I mentally shake my head at myself. Get a grip, you twat.

Charles’s eyes narrow. “Is this a recent thing?”

Zeb pastes on a slightly confused expression. “Jesse?” he asks. When Charles nods his head, Zeb smiles and looks at me. “Not really. We’ve been going out for about …”

“Seven months,” I say, smiling limpidly at him. “The best seven months of my life,” I continue in a dreamy voice and jerk slightly when Zeb pinches me.

Charles looks slightly revolted. I can’t blame him this time.

I’m not a fan of soppiness myself. “Well, how … er, lovely,” he says heartily.

“Came as a surprise,” he adds in a confiding tone.

“Patrick said you were coming alone. Oona was a bit …” He hesitates and waves his hand about. “Well, you know.”

“Drunk?” I say helpfully and Zeb clears his throat loudly over me.

“I think they’re about to serve dinner,” he says slightly desperately.

Even Charles looks relieved, and with a final, almost desperate smile, he beetles off towards Frances and the stick-thin older lady whose pinched expression seems to indicate that she might be married to him.

Zeb clears his throat, and I turn with slight trepidation. He looks at me and sighs wearily. “Do you think you could possibly behave?” he finally says.

I bite my lip. “I don’t think it would be entirely honest of me to promise that,” I say slowly.

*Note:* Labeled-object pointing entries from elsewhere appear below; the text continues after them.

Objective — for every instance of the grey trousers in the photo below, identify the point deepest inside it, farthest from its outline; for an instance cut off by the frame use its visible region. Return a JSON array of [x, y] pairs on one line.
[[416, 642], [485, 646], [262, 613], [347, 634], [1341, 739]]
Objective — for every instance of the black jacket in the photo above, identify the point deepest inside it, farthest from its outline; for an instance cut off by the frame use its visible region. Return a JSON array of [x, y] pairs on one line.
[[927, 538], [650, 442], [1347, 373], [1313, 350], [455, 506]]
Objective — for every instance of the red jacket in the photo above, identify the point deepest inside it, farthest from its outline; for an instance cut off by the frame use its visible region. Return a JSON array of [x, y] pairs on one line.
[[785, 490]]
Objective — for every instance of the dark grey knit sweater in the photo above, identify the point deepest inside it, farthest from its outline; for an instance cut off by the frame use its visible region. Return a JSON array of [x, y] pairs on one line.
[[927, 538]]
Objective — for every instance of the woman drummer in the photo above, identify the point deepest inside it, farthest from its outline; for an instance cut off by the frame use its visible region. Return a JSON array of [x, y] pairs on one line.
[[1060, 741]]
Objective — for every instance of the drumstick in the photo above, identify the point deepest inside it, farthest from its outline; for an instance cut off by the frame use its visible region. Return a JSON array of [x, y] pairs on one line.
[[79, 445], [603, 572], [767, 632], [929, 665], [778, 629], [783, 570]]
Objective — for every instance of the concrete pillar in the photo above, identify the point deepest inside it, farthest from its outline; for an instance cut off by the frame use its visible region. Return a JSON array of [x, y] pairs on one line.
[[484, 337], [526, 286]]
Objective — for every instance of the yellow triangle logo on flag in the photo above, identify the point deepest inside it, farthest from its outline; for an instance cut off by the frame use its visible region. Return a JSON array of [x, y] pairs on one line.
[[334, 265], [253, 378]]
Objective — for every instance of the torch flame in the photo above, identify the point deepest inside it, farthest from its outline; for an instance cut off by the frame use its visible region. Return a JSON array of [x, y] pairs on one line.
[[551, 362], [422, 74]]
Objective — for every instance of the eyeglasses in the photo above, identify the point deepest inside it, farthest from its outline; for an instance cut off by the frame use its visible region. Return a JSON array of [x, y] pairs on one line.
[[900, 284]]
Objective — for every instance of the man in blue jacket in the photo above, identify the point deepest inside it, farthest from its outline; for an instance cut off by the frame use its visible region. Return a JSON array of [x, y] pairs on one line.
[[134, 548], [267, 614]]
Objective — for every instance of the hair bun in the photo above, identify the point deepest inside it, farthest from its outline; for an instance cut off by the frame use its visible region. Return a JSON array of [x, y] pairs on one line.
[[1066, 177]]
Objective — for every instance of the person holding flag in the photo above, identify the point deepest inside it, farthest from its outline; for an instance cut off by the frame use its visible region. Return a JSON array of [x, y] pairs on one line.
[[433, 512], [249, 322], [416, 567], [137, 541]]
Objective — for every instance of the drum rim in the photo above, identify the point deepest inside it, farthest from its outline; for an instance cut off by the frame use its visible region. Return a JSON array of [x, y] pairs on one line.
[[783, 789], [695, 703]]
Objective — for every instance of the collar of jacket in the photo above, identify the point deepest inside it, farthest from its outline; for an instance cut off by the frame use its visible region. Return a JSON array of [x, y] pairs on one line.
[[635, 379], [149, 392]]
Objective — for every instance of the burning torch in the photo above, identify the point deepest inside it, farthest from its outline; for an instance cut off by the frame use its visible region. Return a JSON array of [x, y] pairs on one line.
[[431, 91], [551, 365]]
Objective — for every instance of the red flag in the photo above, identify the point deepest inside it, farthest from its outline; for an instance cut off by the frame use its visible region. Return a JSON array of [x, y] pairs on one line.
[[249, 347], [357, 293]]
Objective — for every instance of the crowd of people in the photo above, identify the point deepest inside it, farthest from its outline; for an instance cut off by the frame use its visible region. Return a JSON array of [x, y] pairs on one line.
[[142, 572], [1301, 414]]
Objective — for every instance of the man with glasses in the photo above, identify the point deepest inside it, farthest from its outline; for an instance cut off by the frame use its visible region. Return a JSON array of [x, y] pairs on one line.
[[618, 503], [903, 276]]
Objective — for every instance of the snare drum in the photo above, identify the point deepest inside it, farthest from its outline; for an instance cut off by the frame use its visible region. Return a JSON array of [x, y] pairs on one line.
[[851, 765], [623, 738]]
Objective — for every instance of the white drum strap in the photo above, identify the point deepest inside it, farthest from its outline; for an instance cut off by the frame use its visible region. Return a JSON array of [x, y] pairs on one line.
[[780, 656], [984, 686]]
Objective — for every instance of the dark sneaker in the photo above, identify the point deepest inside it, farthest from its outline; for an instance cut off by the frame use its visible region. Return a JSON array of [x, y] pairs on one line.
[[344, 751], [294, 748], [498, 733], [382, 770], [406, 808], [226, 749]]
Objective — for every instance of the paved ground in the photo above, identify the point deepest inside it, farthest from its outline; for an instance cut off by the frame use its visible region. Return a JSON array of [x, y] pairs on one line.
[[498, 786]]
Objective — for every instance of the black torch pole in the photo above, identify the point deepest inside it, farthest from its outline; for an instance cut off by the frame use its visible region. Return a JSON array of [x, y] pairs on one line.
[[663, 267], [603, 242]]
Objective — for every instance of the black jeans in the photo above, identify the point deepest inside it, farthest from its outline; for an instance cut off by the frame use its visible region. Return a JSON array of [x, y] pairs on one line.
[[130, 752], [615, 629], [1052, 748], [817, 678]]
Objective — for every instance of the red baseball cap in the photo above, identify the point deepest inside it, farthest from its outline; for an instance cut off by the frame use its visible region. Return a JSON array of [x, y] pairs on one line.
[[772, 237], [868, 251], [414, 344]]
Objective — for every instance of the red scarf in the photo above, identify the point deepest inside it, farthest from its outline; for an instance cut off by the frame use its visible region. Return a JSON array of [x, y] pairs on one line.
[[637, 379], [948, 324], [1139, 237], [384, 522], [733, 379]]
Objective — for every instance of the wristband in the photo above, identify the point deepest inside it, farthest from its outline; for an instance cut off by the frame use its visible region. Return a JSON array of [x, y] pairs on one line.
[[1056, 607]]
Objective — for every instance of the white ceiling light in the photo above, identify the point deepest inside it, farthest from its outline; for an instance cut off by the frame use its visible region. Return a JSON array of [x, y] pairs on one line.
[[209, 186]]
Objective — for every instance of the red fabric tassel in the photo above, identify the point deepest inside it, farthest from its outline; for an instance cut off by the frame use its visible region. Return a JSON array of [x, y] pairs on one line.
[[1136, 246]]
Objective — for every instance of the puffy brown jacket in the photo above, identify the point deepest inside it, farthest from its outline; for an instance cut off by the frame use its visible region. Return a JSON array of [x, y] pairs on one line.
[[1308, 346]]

“Especially if people keep treating you like you’re some sort of desperate stalker.

It’s not fair.” I frown. “You’re doing bloody Patrick a favour.

They should be thanking you, not treating you like an unexploded bomb from the war that might go off in suburbia and wreck someone’s lavender bush. ”

He blinks. “Where the hell did that come from?” He pauses. “And why am I the unexploded relic from the war?”

I smile at him sympathetically. “You have a lot of pent-up aggression,” I inform him.